Self-assembling cyclophanes and catenanes possessing elements of planar chirality

Abstract

Cyclobis(paraquat-1,5-naphthalene) has been prepared by a template-directed synthesis. As a result of the presence of the two chiral planes generated by its 1,5-disubstituted naphthalene residues, this compound can exist in three different stereoisomeric forms, an achiral (RS) form and two chiral forms, (RR) and (SS). Although the racemic modification could not be separated from the meso isomer, dynamic NMR spectroscopy together with molecular modeling indicate a diastereoisomeric ratio of 3:1 in favor of the (RR/SS) form.
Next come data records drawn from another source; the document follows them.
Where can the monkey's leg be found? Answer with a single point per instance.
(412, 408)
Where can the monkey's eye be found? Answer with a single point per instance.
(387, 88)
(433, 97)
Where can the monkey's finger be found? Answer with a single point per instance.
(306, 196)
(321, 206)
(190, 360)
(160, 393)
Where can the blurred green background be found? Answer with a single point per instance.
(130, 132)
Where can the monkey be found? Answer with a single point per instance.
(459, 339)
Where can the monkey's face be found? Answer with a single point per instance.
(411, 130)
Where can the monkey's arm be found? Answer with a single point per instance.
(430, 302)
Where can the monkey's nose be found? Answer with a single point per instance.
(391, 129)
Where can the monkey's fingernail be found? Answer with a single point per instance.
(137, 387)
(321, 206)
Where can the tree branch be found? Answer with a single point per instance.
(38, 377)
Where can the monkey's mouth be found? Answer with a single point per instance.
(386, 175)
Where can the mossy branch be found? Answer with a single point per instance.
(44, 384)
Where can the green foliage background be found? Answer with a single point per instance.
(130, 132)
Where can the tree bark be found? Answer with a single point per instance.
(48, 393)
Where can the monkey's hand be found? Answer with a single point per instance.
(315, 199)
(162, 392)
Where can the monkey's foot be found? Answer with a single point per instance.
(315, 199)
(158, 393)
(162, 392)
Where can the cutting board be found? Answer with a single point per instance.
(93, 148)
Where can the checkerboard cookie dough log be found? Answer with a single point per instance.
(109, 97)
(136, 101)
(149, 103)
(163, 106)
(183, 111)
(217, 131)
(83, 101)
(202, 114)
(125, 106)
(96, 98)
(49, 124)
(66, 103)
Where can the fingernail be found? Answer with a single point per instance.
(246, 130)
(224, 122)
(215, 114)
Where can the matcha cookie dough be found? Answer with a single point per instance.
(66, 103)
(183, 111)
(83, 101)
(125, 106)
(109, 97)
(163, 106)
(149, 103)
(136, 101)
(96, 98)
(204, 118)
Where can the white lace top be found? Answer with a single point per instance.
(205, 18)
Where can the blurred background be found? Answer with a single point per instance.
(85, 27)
In addition, a couple of [2]catenanes in which the π-electron-deficient cyclobis(paraquat-1,5-naphthalene) component is interlocked with one of the π-electron-rich macrocyclic polyethers bis-p-phenylene[34]crown-10 (BPP34C10) or bis-1/5-dinaphtho[38]crown-10 (1/5DN38C10) self-assemble with diastereoselectivities in the range 50-60%. Relative stereochemical assignments for the different stereoisomeric forms have been achieved by dynamic NMR spectroscopy. In both [2]catenanes, the diastereoisomers in which the tetracationic cyclophanes have local D2 symmetry predominate. When the dynamic processes occurring within the [2]catenane containing the 1/5DN38C10 macrocycle are slow on the NMR timescale, a third element of planar chirality can be observed. This element is associated with the inside 1,5-dioxynaphthalene residue belonging to the crown ether and is orthogonal to the two chiral planes already present within the skeleton of the tetracationic cyclophane component. After repeated fractional crystallizations, single crystals were obtained, and one was subjected to X-ray crystallography. The 1,5-disubstituted naphthalene residues in both the cyclobis(paraquat-1,5-naphthalene) and the 1/5DN38C10 components were found to have (SS) chirality; that is, the [2]catenane undergoes spontaneous resolution on crystallization.